DP6245 The Future of Social Security
|Author(s):||Martin Gonzalez-Eiras, Dirk Niepelt|
|Publication Date:||April 2007|
|Keyword(s):||labour supply, Markov perfect equilibrium, probabilistic voting, saving, social security|
|Programme Areas:||International Macroeconomics, Public Economics|
|Link to this Page:||cepr.org/active/publications/discussion_papers/dp.php?dpno=6245|
We analyze the effect of the projected demographic transition on the political support for social security, and equilibrium outcomes. Embedding a probabilistic-voting setup of electoral competition in the Diamond (1965) OLG model, we find that intergenerational transfers arise in the absence of altruism, commitment, or trigger strategies.

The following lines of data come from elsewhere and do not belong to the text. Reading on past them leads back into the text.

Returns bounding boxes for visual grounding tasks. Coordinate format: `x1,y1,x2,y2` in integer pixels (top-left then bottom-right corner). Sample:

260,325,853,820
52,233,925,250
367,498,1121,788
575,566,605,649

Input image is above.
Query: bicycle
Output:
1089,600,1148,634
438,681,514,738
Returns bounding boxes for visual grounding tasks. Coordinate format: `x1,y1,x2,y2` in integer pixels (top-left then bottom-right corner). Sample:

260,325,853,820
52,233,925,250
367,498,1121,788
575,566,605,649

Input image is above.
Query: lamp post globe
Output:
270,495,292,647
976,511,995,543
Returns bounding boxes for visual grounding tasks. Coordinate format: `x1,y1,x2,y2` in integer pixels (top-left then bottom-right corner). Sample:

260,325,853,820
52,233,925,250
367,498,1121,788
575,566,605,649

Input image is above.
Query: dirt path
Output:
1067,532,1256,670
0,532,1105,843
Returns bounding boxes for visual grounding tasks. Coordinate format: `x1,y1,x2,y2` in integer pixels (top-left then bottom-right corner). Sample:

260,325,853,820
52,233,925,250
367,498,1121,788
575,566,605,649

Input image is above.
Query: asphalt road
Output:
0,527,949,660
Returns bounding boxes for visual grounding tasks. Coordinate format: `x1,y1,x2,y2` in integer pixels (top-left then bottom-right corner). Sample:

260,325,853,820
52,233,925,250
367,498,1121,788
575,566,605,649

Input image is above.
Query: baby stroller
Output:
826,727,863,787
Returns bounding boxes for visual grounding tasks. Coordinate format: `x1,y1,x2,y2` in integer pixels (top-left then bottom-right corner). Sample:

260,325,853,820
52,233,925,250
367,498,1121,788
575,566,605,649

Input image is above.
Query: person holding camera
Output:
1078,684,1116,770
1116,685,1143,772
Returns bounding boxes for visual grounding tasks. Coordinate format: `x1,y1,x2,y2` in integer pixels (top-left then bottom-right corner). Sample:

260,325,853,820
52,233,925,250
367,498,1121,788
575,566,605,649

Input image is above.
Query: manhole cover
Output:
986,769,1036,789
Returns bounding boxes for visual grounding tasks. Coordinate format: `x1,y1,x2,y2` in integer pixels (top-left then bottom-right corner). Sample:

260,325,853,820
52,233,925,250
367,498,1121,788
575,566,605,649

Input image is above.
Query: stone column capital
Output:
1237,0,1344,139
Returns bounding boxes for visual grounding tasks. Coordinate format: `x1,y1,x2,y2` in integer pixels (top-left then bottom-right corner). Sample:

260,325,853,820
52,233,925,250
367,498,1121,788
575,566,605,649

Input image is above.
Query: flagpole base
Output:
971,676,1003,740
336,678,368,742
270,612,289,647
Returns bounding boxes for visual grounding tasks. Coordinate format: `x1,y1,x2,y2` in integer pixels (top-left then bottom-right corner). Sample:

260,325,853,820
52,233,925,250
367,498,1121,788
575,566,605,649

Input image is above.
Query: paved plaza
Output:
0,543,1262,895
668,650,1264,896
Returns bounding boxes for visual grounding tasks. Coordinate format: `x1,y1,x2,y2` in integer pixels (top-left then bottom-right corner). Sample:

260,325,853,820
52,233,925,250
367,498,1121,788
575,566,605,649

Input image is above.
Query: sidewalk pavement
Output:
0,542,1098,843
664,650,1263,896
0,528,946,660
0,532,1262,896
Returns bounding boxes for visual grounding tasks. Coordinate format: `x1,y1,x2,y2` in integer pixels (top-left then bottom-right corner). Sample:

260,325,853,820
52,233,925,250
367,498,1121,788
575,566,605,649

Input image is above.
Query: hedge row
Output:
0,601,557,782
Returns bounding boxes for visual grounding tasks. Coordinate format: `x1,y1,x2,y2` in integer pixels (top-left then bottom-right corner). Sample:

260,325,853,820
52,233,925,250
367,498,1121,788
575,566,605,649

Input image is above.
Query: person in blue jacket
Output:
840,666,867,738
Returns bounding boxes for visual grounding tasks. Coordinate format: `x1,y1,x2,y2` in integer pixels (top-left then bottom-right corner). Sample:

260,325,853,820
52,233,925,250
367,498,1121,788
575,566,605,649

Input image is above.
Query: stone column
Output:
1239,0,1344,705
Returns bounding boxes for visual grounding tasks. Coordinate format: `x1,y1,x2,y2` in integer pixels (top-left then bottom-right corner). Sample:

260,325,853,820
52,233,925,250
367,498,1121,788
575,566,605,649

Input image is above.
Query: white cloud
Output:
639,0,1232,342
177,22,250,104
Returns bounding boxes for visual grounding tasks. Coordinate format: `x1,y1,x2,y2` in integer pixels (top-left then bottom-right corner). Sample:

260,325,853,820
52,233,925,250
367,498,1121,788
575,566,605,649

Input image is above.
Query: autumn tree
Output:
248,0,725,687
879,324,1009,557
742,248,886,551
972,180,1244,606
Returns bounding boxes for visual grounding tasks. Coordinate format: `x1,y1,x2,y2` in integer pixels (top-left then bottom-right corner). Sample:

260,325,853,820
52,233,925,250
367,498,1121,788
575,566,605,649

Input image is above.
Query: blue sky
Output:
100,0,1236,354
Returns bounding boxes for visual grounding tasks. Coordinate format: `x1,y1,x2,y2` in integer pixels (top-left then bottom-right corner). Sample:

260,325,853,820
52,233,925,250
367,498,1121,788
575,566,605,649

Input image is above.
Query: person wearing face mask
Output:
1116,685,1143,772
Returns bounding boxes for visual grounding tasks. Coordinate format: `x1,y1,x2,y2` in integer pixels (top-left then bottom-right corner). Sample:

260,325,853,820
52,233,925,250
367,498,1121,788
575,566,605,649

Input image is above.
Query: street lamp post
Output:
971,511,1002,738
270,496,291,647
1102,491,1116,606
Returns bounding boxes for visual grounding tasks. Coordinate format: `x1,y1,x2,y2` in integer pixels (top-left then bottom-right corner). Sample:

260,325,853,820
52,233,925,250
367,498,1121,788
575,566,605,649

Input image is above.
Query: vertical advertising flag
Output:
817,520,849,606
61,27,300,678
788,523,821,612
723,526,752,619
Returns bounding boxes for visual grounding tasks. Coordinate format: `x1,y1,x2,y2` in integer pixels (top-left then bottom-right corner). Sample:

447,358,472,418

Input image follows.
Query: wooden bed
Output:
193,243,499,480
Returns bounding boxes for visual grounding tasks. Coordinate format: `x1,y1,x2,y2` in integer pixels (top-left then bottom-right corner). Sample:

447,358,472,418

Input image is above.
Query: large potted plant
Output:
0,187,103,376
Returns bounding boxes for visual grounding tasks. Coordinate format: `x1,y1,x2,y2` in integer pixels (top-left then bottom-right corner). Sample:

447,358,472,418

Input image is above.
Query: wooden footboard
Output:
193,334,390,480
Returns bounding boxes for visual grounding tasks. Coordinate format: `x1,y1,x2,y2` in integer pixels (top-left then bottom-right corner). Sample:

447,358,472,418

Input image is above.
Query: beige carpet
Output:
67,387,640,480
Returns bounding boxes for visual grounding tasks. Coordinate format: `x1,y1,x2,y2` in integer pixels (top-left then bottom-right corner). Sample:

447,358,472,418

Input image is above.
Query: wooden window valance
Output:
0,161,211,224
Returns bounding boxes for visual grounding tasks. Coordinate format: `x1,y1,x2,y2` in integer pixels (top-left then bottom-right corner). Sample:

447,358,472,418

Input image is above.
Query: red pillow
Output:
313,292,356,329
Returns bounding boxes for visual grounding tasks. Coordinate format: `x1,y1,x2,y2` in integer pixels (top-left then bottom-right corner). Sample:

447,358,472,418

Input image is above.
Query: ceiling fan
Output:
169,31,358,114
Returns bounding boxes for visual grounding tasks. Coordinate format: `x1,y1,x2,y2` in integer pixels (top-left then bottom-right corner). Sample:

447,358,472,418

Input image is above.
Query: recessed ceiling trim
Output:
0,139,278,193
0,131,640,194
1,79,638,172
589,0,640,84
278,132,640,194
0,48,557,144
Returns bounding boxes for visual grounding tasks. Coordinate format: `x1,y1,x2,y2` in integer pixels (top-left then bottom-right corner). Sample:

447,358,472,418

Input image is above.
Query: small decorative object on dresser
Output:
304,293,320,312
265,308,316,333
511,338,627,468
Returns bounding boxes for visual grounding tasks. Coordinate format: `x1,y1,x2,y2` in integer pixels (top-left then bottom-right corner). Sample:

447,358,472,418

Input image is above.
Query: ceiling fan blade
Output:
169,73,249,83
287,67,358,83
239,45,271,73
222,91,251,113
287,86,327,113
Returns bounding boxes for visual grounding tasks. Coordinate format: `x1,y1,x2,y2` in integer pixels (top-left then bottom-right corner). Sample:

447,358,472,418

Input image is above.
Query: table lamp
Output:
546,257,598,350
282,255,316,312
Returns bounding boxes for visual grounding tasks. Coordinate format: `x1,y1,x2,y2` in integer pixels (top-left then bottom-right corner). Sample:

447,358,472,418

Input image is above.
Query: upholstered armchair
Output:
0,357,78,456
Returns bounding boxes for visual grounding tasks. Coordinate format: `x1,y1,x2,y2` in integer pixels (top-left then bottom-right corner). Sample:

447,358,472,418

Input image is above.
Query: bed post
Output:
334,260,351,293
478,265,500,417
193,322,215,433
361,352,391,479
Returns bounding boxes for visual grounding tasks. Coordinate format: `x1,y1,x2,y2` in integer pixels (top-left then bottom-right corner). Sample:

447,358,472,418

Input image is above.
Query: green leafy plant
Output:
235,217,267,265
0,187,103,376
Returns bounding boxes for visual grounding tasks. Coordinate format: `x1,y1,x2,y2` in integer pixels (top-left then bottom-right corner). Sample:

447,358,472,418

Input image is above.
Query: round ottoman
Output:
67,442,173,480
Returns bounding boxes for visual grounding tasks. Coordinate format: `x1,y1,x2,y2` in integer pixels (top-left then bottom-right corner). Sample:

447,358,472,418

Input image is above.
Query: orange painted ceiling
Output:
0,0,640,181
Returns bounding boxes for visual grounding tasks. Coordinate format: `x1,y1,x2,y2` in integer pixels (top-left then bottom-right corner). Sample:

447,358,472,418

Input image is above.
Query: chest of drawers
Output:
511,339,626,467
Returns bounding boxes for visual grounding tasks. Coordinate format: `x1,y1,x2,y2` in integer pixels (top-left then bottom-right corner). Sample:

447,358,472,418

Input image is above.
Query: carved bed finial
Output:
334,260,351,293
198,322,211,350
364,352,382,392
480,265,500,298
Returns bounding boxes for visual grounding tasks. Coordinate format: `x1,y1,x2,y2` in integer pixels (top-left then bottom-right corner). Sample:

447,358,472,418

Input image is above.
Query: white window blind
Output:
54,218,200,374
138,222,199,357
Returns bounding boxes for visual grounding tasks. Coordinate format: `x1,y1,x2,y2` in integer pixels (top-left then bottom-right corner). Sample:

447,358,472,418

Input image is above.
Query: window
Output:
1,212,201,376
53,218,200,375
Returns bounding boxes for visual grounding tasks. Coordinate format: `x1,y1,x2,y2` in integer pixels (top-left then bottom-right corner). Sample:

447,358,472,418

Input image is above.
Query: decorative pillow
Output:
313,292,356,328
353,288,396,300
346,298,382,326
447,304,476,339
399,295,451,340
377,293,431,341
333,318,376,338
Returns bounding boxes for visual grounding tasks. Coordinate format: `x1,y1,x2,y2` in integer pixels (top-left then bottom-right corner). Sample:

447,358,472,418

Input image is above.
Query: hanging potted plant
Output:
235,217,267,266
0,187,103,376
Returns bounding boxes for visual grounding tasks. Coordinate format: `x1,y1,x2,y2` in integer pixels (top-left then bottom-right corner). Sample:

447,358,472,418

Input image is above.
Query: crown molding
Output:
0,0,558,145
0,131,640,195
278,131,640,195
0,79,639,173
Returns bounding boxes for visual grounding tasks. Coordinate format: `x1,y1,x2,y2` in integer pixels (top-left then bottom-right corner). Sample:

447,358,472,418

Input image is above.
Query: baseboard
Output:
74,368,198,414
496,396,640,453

Closed-form solutions predict population ageing to lead to higher social security tax rates, a rising share of pensions in GDP, but eventually lower social security benefits per retiree. The response of equilibrium tax rates to demographic shocks reduces old-age consumption risk. Calibrated to match features of the U.S. economy, the model suggests that, in response to the projected demographic transition, social security tax rates will gradually increase to 16 percent; other policies that distort labour supply will become less important; and in contrast with frequently voiced fears, labour supply therefore will rise.